Only Javascript and CSS support minification (see below). 

Using CombineFiles

There are two ways to use the CombineFiles plugin: a direct script reference, or the FileCombinerControl. Each has its advantages.

Direct Script Reference

The easiest and simplest way to use the CombineFiles plugin is with a script reference. A CombineFiles reference will always start with the URL CombineFiles.aspx.
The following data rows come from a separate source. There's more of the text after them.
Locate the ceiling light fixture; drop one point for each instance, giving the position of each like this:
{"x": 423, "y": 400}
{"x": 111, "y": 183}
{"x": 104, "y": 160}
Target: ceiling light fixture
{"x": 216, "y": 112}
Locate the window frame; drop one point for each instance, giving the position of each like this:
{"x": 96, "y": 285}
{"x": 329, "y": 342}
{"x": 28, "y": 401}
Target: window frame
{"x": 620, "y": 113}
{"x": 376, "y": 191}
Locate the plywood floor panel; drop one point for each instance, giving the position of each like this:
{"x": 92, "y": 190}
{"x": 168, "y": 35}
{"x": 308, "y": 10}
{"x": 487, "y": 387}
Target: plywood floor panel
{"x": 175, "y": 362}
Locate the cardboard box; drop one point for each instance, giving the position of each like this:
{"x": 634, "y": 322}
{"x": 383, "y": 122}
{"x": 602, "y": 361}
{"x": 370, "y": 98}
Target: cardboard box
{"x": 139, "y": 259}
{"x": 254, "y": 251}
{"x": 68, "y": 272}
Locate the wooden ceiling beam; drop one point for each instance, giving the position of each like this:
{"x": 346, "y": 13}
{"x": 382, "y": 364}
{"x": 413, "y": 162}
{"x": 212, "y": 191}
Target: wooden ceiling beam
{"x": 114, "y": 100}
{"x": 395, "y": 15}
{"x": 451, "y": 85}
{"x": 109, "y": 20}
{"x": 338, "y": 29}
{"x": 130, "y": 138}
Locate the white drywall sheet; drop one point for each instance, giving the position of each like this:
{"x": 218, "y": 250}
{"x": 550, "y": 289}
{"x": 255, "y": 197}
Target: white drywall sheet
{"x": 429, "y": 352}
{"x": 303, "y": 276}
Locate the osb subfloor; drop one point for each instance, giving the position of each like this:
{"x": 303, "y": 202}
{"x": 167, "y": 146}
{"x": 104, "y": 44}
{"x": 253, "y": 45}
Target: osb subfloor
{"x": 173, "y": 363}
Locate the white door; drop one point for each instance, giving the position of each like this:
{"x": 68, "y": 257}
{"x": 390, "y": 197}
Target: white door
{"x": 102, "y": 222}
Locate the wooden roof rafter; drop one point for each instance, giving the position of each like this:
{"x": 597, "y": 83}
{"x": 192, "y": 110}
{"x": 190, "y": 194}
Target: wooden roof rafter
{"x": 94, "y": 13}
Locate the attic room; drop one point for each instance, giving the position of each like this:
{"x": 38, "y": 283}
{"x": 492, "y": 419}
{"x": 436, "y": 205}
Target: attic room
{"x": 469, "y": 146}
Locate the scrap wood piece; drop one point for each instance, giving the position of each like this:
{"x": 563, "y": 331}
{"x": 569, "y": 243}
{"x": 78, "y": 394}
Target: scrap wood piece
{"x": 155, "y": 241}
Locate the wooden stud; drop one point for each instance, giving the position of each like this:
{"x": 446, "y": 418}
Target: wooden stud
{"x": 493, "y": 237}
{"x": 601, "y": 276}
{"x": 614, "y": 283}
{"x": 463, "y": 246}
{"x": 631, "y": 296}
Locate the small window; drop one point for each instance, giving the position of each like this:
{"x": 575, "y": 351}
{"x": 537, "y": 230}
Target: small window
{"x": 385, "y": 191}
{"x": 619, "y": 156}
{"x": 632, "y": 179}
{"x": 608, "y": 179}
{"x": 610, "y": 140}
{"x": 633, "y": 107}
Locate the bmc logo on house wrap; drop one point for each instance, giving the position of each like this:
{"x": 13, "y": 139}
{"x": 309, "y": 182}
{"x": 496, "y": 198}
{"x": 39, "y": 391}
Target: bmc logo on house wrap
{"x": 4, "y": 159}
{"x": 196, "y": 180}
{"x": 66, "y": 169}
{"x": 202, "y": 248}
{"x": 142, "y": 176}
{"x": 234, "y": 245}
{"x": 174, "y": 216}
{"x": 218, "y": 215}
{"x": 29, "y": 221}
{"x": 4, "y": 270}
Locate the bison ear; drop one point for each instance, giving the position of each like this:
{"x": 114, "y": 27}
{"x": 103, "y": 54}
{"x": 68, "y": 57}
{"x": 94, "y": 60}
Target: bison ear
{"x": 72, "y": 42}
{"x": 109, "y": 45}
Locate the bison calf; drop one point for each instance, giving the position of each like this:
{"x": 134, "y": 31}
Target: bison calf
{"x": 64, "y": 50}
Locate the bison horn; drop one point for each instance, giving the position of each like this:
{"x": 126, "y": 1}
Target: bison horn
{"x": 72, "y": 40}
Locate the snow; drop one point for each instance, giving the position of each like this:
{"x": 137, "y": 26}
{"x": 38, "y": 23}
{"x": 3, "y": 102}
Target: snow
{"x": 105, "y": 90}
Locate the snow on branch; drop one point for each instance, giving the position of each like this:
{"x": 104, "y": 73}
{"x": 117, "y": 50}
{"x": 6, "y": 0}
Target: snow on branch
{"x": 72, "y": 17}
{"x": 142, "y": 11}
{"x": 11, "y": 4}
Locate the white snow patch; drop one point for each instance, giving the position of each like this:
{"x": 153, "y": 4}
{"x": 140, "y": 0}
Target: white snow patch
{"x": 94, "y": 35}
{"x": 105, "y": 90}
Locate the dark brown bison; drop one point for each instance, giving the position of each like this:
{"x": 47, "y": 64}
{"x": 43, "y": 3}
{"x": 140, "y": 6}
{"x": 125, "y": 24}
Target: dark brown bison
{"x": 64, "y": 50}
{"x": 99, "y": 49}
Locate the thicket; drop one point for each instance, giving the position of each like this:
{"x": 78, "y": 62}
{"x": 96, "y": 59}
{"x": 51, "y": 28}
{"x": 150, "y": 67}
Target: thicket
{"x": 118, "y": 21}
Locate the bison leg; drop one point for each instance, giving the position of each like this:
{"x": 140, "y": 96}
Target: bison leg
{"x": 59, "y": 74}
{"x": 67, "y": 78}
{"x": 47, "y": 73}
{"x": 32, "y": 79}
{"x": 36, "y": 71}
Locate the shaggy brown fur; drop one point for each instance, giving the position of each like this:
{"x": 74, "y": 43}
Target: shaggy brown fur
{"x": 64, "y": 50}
Then, either a direct path or a query string can be used to specify the files. Files are comma separated, so two possible combined files URLs are:

/CombineFiles.aspx?files=myScript1.js,myScript2.js
or
/CombineFiles.aspx/myScript1.js,myScript2.js

Both above URLs, when included in a <script> tag, will render the combination of myScript1.js and myScript2.js. Using it in a script tab is straightforward:

<script type="text/javascript" src="/CombineFiles.aspx/myScript1.js,myScript2.js"></script>

In both cases, a parameter of m may be used to produce minified output. For example:

/CombineFiles.aspx?files=myScript1.js,myScript2.js&m=1
or
/CombineFiles.aspx/m/myScript1.js,myScript2.js

Note that in the case without a query string, the files to be combined must be the last items in the path.

Both javascript and CSS are capable of being minified. Text (or javascript and CSS mixed together) will be left as-is.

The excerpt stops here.